If AFTV is installed on a PC with both CAFTA and Microsoft Access® installed, then importing CAFTA files into AFTV should be as simple as using the AFTV menu “Convert/Import a CAFTA model... (Ctrl+I)”.

However, this part of AFTV is quite dependent of your CAFTA and Microsoft Access® installation and has been tested only with one installation of CAFTA 5.2 and Microsoft Access® 2003. So, it may not properly work with some other configuration. To facilitate user customization, the CAFTA converter “AFTVconverter.exe” has been separated from the rest of the code and its source is provided.

If you are unable to make the “Convert/Import a CAFTA model... (Ctrl+I)” menu work, then you have two options:

Option 1

Adapt the AutoIt Script AFTVconverter.au3 located in the main AFTV directory to your own configuration, compile and replace AFTVconverter.exe. AutoIt v3 is available free of charge at http://www.autoitscript.com/autoit3/

Option 2

Manually convert the files using the following procedure:

Let’s say that you want to export a fault tree file SYSTEM.caf with its associated database SYSYEM.rr or SYSTEM.mdb to an AFTV fault tree model called SYSTEM.

With CAFTA: Open SYSTEM.caf
  Select menu “File”, “Save as…” then type “SYSTEM.fre” and select Free-formatted file (*.fre).
  Clean up the database using menu “Project”, “Purge Database”

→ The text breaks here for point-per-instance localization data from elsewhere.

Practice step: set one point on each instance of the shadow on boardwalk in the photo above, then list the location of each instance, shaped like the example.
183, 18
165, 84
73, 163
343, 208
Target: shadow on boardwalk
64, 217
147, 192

With Microsoft Access®: Open SYSTEM.rr or SYSTEM.mdb.
1) Right click on the “BE” table and select “Export…”.
Select the same directory as FTA.fre
The file name to export to is SYSTEM_BE.txt
Save as type “Text Files (*.txt, *.csv, *.tab, *.asc)”
Click "Export"
In the Export Text Wizard, make sure that the default “Delimited” is selected then click "Next"
Still in the Export Text Wizard, make sure that the default “Comma” is selected
Check “Include Field Names on First Row”
Click “Finish”
2) Right click on the “GT” table and select “Export…”. The file name to export to is SYSTEM_GT.txt. Follow the same procedure as for the “BE” table.
3) Double click on the "TC" table. If it is not empty then export the "TC" table like you just did for tables "BE" and "GT". The file name to export to is SYSTEM_TC.txt

The set of the text files SYSTEM.fre, SYSTEM_BE.txt, SYSTEM_GT.txt, and eventually SYSTEM_TC.txt constitutes a single AFTV fault tree model that can now be opened and viewed.

Do you have examples of CAFTA and AFTV files?

Yes. See the “sample” directory (typically located at “C:\Program Files\AFTV\sample”) which has two examples of CAFTA files (version 5.2) with their associated exported text files to AFTV.

This FAQ does not anwer my question...

First, check that your question is not already answered in the AFTV User Manual.